The trust he built shows on screen: intimate, candid moments and off-screen questions that feel spontaneous rather than staged. Costi emphasizes that he aimed to mirror the feeling of being in Scotland, not to mock or caricature the contestants, but to celebrate them with a generous, collaborative spirit.
The Golden Spurtle hits cinemas as it tours film festivals around the world, including stops in Sydney and Melbourne. A pivotal local influence on Costi’s quest was Sydney taco chef Toby Wilson, who channels the same dedication as the Carrbridge competitors. Wilson, featured both in Carrbridge and from his home, describes 2023 as his second finals appearance, a marathon of travel, savings, and resolve that epitomizes the film’s central theme: obsession as both drive and devotion.
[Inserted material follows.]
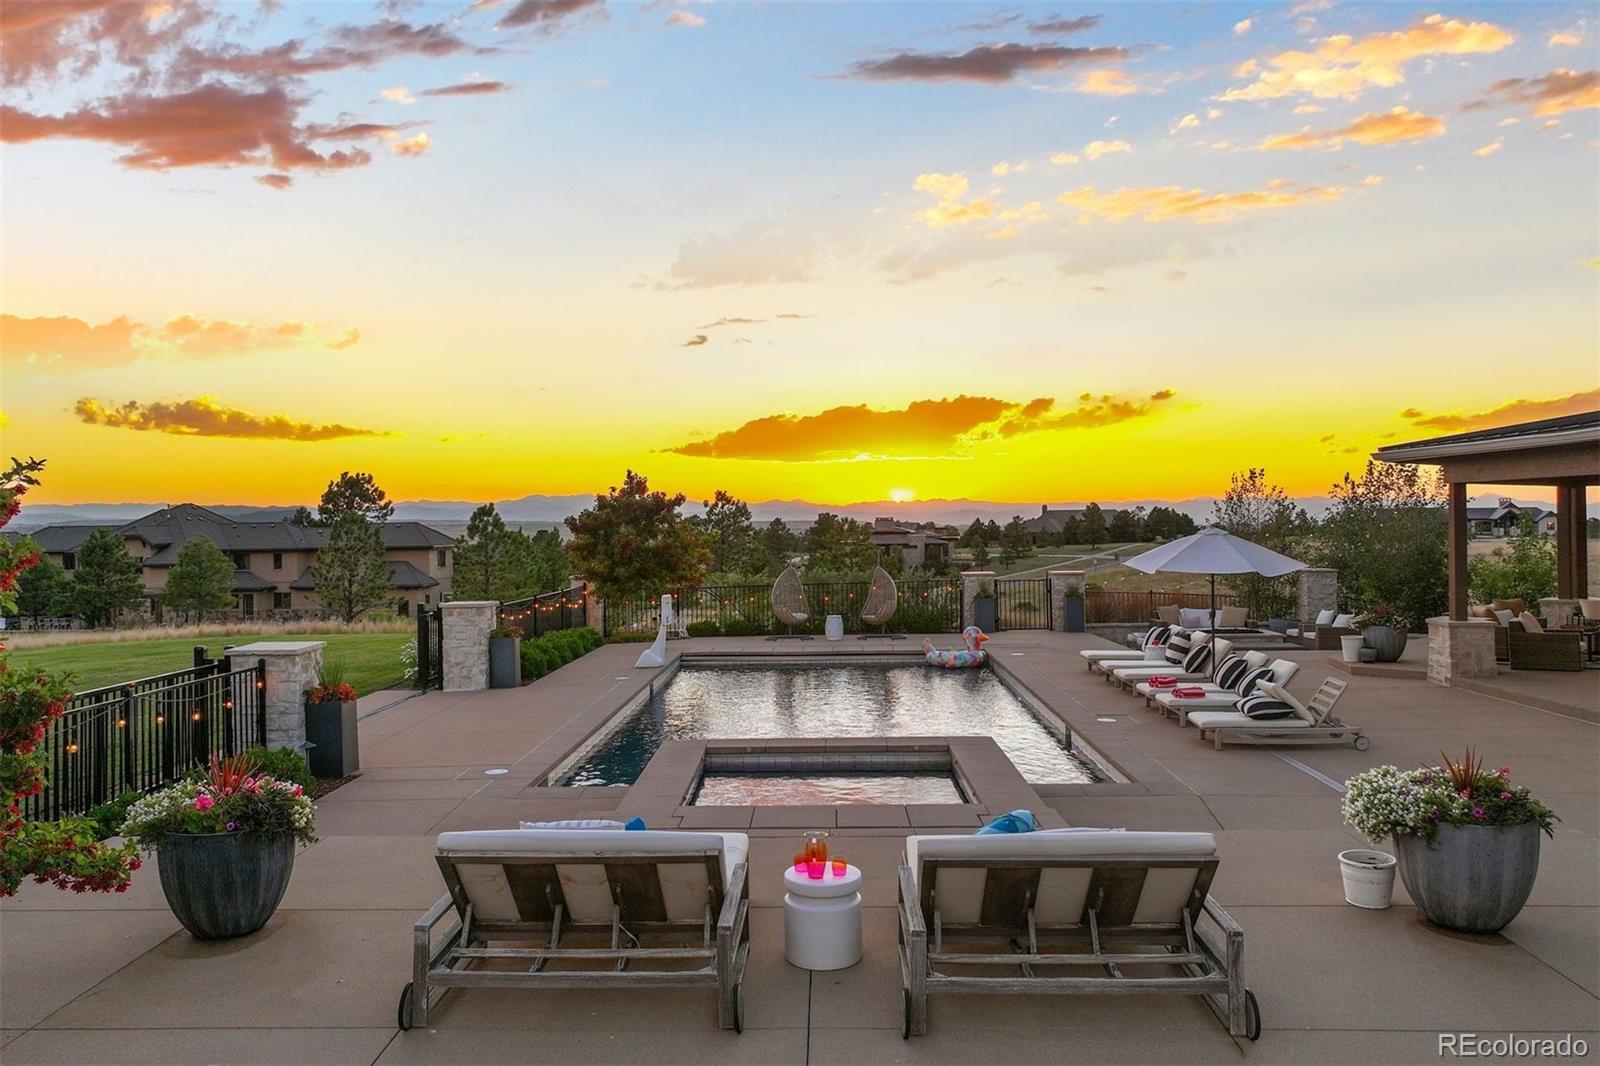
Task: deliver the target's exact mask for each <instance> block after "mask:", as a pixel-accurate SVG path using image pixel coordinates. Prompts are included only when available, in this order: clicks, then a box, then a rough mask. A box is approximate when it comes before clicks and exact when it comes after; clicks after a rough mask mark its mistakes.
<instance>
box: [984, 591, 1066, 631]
mask: <svg viewBox="0 0 1600 1066" xmlns="http://www.w3.org/2000/svg"><path fill="white" fill-rule="evenodd" d="M995 623H997V626H998V627H1000V629H1054V621H1053V619H1051V618H1050V579H1048V578H997V579H995Z"/></svg>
Wilson’s reflection on Carrbridge captures the town’s paradox: a tiny place with a population around 700, of which a strong majority adores the event while a minority resents its existence. If the weather cooperates, the day begins with a ceremonial parade to the town hall, the participants flanked by a Scottish marching band, with flags raised high—an image echoed in the documentary’s visual storytelling.
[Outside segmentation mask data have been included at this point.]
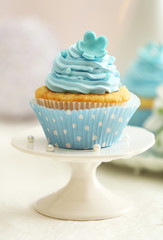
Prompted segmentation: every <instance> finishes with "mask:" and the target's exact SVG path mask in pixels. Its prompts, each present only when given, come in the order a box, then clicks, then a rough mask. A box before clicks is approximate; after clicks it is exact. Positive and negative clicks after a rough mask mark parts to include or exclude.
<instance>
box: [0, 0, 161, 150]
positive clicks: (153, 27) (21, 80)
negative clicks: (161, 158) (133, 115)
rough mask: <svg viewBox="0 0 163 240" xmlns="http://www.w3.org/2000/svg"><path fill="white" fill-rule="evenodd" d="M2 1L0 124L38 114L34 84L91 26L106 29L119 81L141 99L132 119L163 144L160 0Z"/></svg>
mask: <svg viewBox="0 0 163 240" xmlns="http://www.w3.org/2000/svg"><path fill="white" fill-rule="evenodd" d="M0 3H1V8H0V76H1V78H0V82H1V94H0V123H1V126H2V128H3V127H4V126H5V125H6V124H7V127H8V124H10V126H12V124H13V123H14V124H16V123H19V124H17V125H20V123H23V124H26V125H27V123H29V122H30V123H32V122H33V121H35V120H36V118H35V116H34V113H33V111H32V109H31V108H30V106H29V101H30V99H31V98H33V97H34V91H35V89H36V88H38V87H39V86H41V85H43V84H44V81H45V78H46V75H47V74H48V73H50V71H51V67H52V61H53V59H54V57H55V55H56V54H57V53H58V52H59V51H60V50H61V49H64V48H67V47H68V46H69V45H71V44H73V43H76V42H77V41H78V40H79V39H82V38H83V34H84V33H85V32H86V31H87V30H93V31H94V32H95V33H96V34H97V36H99V35H106V37H107V38H108V46H107V50H108V53H109V54H110V55H113V56H115V57H116V62H115V64H116V66H117V69H118V70H119V71H120V74H121V80H122V83H124V84H125V85H126V86H127V87H128V88H129V90H131V91H133V92H134V93H136V94H137V95H138V96H139V97H140V99H141V102H142V104H141V107H140V109H139V110H138V111H137V113H136V114H135V115H134V117H133V118H132V120H131V122H130V124H131V125H136V126H141V127H145V128H147V129H149V130H151V131H153V132H154V133H155V134H156V136H157V135H158V136H159V137H158V142H159V144H160V143H161V148H163V147H162V146H163V137H162V136H163V131H162V128H163V117H162V112H163V100H162V95H163V94H162V93H163V92H162V91H163V90H162V88H161V87H160V86H161V84H162V83H163V33H162V29H163V1H162V0H150V1H148V0H143V1H142V0H132V1H131V0H115V1H111V0H101V1H98V0H89V1H88V0H81V1H78V0H69V1H67V0H60V1H57V0H47V1H38V0H34V1H32V0H28V1H22V0H6V1H0ZM158 87H160V89H161V90H159V93H158ZM153 123H156V124H153ZM157 123H159V124H157ZM17 125H14V127H15V126H17ZM154 125H155V126H156V125H158V127H155V128H153V126H154ZM161 148H160V147H159V149H161ZM160 151H161V154H162V152H163V150H159V152H160Z"/></svg>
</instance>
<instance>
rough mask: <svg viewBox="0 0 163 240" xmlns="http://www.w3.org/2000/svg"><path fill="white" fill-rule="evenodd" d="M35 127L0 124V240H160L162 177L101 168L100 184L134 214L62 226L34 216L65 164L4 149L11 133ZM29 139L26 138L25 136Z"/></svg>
mask: <svg viewBox="0 0 163 240" xmlns="http://www.w3.org/2000/svg"><path fill="white" fill-rule="evenodd" d="M36 125H37V123H35V122H30V123H29V122H28V123H27V122H26V123H12V124H11V123H9V122H7V123H6V122H2V121H1V122H0V199H1V201H0V240H1V239H2V240H61V239H62V240H83V239H84V240H105V239H106V240H138V239H139V240H151V239H152V240H162V239H163V175H162V174H156V173H155V174H151V173H143V174H141V175H135V174H133V172H132V171H129V170H125V169H120V168H116V167H115V166H111V165H110V164H109V163H105V164H102V165H101V166H100V167H99V168H98V171H97V176H98V178H99V180H100V181H101V183H103V184H104V185H105V186H106V187H109V188H110V189H112V190H113V191H114V192H116V193H119V194H121V196H123V197H127V198H128V199H129V200H131V201H132V202H133V203H134V209H133V210H132V211H130V212H129V213H127V214H126V215H123V216H121V217H118V218H113V219H108V220H102V221H88V222H87V221H85V222H82V221H81V222H80V221H78V222H77V221H63V220H57V219H52V218H48V217H45V216H42V215H40V214H38V213H37V212H35V210H34V209H33V206H32V204H33V203H34V202H35V201H36V200H38V199H39V198H40V197H43V196H45V195H48V194H50V193H51V192H54V191H56V190H58V189H59V188H61V187H62V186H64V185H65V184H66V183H67V182H68V179H69V177H70V174H71V173H70V169H69V168H68V167H67V165H66V164H64V163H61V162H58V161H53V160H51V159H45V158H40V157H36V156H32V155H28V154H24V153H23V152H19V151H17V150H16V149H14V148H13V147H11V145H10V141H11V137H12V136H13V135H15V134H16V133H17V132H19V131H21V130H24V129H26V128H30V127H32V126H36ZM31 134H32V133H31Z"/></svg>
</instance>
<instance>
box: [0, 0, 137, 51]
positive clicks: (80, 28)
mask: <svg viewBox="0 0 163 240" xmlns="http://www.w3.org/2000/svg"><path fill="white" fill-rule="evenodd" d="M133 2H135V1H132V5H133ZM0 5H1V8H0V20H2V19H4V18H8V17H10V16H29V15H30V16H35V17H39V18H41V19H42V20H43V21H45V22H47V23H48V24H50V25H51V28H52V29H53V31H54V32H55V33H56V34H57V36H58V37H59V38H60V41H61V47H62V48H64V47H67V46H69V45H70V44H72V43H74V42H76V41H77V40H79V39H81V37H82V34H83V33H84V32H85V31H86V30H90V29H91V30H94V31H95V32H96V33H97V35H101V34H104V35H106V36H107V37H108V40H109V45H108V50H110V51H114V50H113V49H114V48H115V47H116V45H117V43H118V41H119V38H120V34H121V31H122V30H123V28H124V25H125V23H126V22H125V19H126V17H128V16H129V15H130V14H131V12H132V11H131V9H132V5H131V1H130V0H116V1H113V0H80V1H79V0H46V1H42V0H28V1H25V0H6V1H3V0H0ZM128 6H129V9H128ZM126 10H129V11H126Z"/></svg>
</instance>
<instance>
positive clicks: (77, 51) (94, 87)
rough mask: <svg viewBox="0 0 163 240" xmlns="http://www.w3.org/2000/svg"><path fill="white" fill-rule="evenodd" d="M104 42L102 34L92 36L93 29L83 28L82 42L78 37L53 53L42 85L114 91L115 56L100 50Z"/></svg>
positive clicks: (118, 72) (54, 90) (57, 91)
mask: <svg viewBox="0 0 163 240" xmlns="http://www.w3.org/2000/svg"><path fill="white" fill-rule="evenodd" d="M88 33H89V34H88ZM89 41H90V42H91V43H90V42H89ZM91 44H92V48H91ZM106 44H107V40H106V39H105V37H102V36H101V37H99V38H97V39H96V38H95V34H94V33H93V32H91V31H89V32H87V33H86V34H85V35H84V42H83V43H82V41H81V42H80V41H79V42H78V43H77V44H74V45H71V46H70V47H69V48H68V49H64V50H62V51H61V52H60V53H59V54H58V55H57V56H56V57H55V59H54V61H53V67H52V71H51V73H50V74H49V75H48V76H47V79H46V81H45V83H46V86H47V87H48V88H49V89H50V90H51V91H54V92H71V93H84V94H88V93H94V94H104V93H105V92H110V93H111V92H114V91H118V90H119V88H120V86H121V82H120V78H119V72H118V71H117V69H116V66H115V65H114V61H115V58H114V57H112V56H109V55H108V54H106V50H104V46H106ZM79 45H80V47H81V49H83V50H82V51H81V50H79V48H80V47H79ZM104 51H105V54H104ZM102 55H103V57H102ZM88 56H89V57H88ZM93 57H95V59H94V58H93Z"/></svg>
But The Golden Spurtle isn’t solely about competition. Costi frames obsession as a broader human impulse—an impulse to push boundaries, to celebrate food, to forge community, and to explore how far passion can take us. The film frames contestants like seven-time finalist Nick Barnard, a health-food store owner with a fierce competitive streak, and Ian Bishop, a private veteran of the scene who returns after 15 years and guards his porridge recipe with quiet reluctance.
Yet the film centers most on Charlie Miller, the long-time mentor and organizer who is stepping away after nearly three decades. Miller’s retirement threads through the narrative as a bittersweet throughline, underscoring the emotional weight of passing the baton and the sense that Carrbridge’s annual ritual is more than a competition—it’s a living tradition.
Whimsy and landscape play starring roles as well. An evocative score by Simon Bruckard complements expansive shots by cinematographer Dimitri Zaunders, which often render the town and its environs as characters themselves, expansive and almost mythical. Costi and Zaunders deliberately use symmetrical, stylized framing to evoke a dreamlike quality, elevating Carrbridge from a simple location to a sacred space where an ancient staple—porridge—receives reverent treatment.
Ultimately, The Golden Spurtle uses the “holy place” motif to invite viewers into a conversation about how we honor our origins while chasing personal and communal aspirations. The film doesn’t merely document a competition; it probes what draws people to devote themselves so completely to something as humble as a bowl of porridge, and what that devotion says about us as a society.
As a closing thought, the documentary invites debate: Is this obsession a universal human trait celebrated as a communal art, or does it risk trivializing ordinary passions into spectacle? What passions would you defend with the same fervor, and how would you tell that story to others? The Golden Spurtle challenges you to consider where your own obsessions begin and how they shape your sense of belonging.